An analysis from the nonpartisan Legislative Fiscal Bureau shows the median home value in Wisconsin in 2016 was $155,657 — someone owning a home with that value would have paid a total of $26 in forestry mill tax, just shy of 1 percent of their total property tax bill.

Walker’s proposal would get rid of that tax levy and instead fund forestry programs by drawing on the state’s general funds. His budget currently provides for general-fund transfers to replace these tax revenues through 2019, which, the administration contends, would approximate what the state would raise assuming property values keep steadily increasing. In the LFB’s analysis, this projection adds up. The question, then, is what happens to Wisconsin’s forestry funding starting in 2020.

State legislators initially created the tax to bring some certainty to management of forests. In the late 19th and early 20th century, aggressive logging made an indelible mark on Wisconsin’s forests, and left them full of dry remnants that fueled forest fires.
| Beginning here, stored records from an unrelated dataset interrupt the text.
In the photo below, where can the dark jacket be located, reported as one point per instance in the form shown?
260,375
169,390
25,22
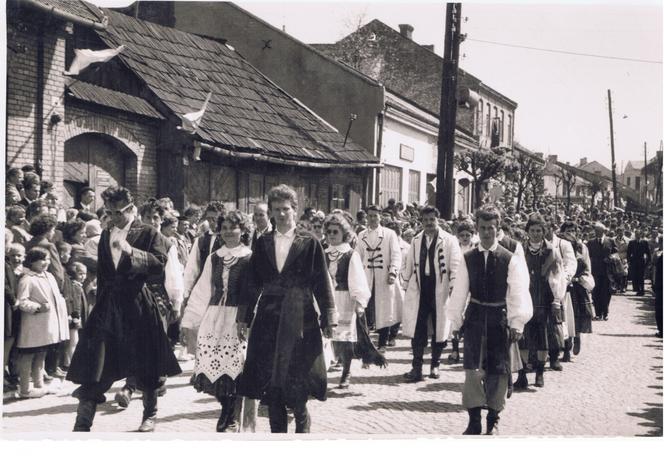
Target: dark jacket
125,320
285,351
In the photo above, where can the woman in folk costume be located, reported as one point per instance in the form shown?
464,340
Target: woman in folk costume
381,257
351,295
568,257
212,310
543,334
465,232
580,287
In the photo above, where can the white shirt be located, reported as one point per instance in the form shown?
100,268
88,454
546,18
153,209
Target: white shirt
282,244
518,299
118,234
427,269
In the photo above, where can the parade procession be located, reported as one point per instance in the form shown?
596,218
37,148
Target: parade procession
216,225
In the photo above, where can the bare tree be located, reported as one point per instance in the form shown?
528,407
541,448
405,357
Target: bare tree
482,165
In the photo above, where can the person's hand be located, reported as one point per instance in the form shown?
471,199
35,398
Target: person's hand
242,331
123,246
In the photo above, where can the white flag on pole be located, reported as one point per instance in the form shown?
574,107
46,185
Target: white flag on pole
83,58
191,121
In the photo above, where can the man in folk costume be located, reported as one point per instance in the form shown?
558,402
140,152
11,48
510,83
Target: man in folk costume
124,334
495,315
428,277
638,257
285,363
600,249
568,256
381,257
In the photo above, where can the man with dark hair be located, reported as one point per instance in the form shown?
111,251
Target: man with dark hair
428,277
86,199
381,257
638,258
124,335
499,307
600,249
285,364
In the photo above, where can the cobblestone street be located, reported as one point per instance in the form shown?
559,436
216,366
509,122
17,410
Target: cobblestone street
612,388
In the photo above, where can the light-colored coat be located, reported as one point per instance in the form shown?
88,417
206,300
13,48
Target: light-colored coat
447,255
566,251
44,318
388,298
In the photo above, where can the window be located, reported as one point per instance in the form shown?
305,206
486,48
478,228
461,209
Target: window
413,186
339,196
390,184
502,126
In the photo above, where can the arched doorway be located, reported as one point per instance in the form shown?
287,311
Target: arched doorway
95,160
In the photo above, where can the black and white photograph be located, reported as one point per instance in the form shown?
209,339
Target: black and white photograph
341,220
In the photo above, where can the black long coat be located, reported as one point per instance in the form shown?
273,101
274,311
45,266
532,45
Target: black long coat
285,351
124,335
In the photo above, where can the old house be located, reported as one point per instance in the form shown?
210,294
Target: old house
122,118
399,130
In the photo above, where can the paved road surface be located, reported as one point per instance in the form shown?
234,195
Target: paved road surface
613,387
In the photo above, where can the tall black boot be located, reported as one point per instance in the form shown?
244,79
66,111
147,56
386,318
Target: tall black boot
521,380
345,374
539,375
149,410
302,419
474,422
492,422
85,414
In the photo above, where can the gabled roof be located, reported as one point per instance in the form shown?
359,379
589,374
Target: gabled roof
111,99
247,112
401,64
78,11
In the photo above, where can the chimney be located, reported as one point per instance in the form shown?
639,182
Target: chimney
406,31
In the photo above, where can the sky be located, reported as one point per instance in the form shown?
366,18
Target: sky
562,98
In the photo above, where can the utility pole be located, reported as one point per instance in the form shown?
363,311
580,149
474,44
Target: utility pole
645,172
613,156
447,119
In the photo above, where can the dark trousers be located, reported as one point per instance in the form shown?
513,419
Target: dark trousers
426,311
387,333
278,415
602,295
637,272
658,309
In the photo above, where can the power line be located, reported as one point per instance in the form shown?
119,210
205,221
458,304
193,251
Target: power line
558,51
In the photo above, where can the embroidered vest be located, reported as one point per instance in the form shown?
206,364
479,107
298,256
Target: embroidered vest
488,284
343,265
427,255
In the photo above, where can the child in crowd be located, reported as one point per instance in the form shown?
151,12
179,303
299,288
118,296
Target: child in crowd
15,254
77,307
43,321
By the time the 1920s rolled around, state leaders wanted to make sure timber resources didn’t vanish, and started creating forest management programs and buying the land that is now the Chequamegon-Nicolet National Forest, as noted in the LFB report. Most Wisconsinites experience these policies through recreation, but they are central to the state’s multi-billion-dollar timber and paper industries.

Supporters of the forestry mill tax say this funding is integral in areas of the state where logging and tourism are primary industries, supporting jobs and other economic impacts. Timber trade groups have expressed opposition to the budget proposal, saying the elimination of the tax would have a negative impact on their industry.
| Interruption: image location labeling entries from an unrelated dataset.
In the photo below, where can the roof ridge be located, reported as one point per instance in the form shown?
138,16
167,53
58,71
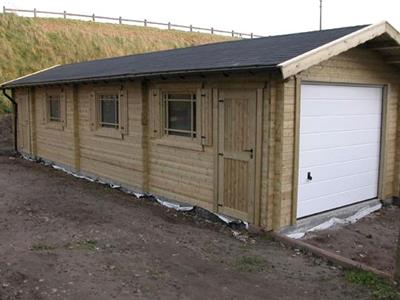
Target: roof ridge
214,43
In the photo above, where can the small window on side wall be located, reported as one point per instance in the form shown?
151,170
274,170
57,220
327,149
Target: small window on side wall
180,114
108,105
54,108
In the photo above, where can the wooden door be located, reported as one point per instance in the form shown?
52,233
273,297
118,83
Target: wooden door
236,152
23,124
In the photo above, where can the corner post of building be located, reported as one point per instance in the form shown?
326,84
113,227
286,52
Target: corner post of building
297,79
278,155
145,135
32,121
76,136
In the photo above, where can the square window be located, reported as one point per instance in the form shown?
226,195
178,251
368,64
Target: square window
180,114
54,108
109,111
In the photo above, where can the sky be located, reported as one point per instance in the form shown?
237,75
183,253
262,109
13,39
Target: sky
260,17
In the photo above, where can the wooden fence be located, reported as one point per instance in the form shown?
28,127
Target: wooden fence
146,23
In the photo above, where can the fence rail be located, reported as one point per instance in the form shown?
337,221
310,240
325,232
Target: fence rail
120,20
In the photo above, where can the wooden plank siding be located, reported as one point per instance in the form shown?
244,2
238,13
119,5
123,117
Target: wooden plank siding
187,171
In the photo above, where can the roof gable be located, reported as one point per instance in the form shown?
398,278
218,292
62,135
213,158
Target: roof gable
292,53
335,47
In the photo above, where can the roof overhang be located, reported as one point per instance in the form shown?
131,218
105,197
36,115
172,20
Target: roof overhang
10,84
315,56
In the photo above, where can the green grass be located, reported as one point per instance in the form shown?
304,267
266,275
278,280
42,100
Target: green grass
381,289
29,45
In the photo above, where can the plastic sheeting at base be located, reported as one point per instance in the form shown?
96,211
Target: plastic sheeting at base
169,204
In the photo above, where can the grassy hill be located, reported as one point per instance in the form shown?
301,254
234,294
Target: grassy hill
29,45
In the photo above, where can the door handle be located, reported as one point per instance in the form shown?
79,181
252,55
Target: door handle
250,151
309,177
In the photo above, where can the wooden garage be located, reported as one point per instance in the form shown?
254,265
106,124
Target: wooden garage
267,130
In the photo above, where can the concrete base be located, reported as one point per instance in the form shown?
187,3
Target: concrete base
305,224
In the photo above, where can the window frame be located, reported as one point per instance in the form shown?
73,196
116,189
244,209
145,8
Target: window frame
117,108
116,132
49,108
49,121
193,133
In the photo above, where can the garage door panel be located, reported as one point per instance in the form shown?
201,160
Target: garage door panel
340,128
322,157
341,184
330,172
339,139
339,123
317,205
329,107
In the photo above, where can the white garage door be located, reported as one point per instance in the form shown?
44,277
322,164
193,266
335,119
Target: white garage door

Most of the forestry mill tax revenues go to support programs in northern, more rural regions of the state, an allocation that at least one Wisconsin state legislator has cited in support of its elimination. More generally, Walker’s proposal has seen support among some but not all members of the legislature’s Republican majority. Chipping away at property tax levels in one form or another has been a hallmark of the Walker administration, but those are only one part of the overall taxes an individual or family directly pays.

For Tom Larson, a lobbyist for the Wisconsin Realtors Association, the bottom line is that the proposal would reduce property tax bills, even only by very small amounts for most home and landowners. On a May 26, 2017, interview on Wisconsin Public Television’s Here And Now, he said there’s broad support for forestry programs in the legislature, and characterized the change as “just shifting revenue sources.”
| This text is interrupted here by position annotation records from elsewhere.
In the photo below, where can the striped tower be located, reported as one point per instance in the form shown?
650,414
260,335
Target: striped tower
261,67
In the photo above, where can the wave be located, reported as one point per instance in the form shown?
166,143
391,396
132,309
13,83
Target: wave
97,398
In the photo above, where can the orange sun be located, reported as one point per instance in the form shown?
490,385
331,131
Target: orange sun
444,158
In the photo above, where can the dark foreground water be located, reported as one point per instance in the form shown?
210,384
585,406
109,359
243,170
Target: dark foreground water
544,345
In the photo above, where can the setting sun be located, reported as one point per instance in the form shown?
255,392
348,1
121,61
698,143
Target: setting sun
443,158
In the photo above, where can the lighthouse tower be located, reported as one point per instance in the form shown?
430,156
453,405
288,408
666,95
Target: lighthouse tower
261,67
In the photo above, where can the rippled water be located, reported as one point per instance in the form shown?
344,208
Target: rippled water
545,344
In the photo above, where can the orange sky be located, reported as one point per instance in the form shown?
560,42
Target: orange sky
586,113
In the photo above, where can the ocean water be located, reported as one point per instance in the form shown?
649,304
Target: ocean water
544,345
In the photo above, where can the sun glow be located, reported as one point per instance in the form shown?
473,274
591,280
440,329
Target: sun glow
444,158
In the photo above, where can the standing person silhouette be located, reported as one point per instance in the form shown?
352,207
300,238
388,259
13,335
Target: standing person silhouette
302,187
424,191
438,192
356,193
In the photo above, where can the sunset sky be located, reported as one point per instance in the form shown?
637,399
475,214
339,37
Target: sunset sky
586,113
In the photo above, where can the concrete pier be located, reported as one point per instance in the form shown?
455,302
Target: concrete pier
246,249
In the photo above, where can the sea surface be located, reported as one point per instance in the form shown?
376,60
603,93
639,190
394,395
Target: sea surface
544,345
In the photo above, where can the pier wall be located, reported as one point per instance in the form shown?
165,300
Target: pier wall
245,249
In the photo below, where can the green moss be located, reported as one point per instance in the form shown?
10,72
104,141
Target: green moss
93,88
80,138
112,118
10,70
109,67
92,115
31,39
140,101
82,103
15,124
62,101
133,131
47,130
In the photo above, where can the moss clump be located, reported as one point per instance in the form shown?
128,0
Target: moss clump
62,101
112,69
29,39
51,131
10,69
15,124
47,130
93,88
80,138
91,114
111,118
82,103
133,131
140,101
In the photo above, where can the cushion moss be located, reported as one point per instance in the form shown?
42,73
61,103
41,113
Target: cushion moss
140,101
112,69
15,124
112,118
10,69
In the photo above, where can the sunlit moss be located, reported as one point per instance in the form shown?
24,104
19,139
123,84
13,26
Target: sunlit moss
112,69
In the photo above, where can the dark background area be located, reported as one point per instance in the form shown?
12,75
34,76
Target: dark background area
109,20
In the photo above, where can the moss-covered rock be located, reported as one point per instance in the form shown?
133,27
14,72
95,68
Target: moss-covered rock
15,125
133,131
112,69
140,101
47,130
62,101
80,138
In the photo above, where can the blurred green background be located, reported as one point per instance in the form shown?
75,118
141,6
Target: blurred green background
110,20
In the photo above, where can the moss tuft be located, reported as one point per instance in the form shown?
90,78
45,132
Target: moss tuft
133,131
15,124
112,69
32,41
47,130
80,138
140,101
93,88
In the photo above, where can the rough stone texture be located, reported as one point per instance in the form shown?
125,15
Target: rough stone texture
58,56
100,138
In the same Here And Now segment, Forest Stewards Guild executive director Fred Clark warned that if forestry programs depend on the state’s general fund, that means they’ll inevitably end up competing with other needs.

“The general fund in the state is not a bottomless well,” Clark said. “Public schools, parks programs, and other important programs in the state that are funded from general revenue see their budgets swing from year to year … You’re already hearing the debate about how we will pay for roads, how we will pay for public schools that badly need those resources.”

Comparing the forestry mill tax to road funding sounds ominous but is apt. State legislators don’t dispute that roads are vital to the state’s economy, or that the legislature has a responsibility to fund its transportation priorities, but legislators and Walker aren’t agreeing yet on how to get there.

Forestry could be headed for a similar dynamic — broad consensus that it’s a worthwhile investment, but division on how to pay for it.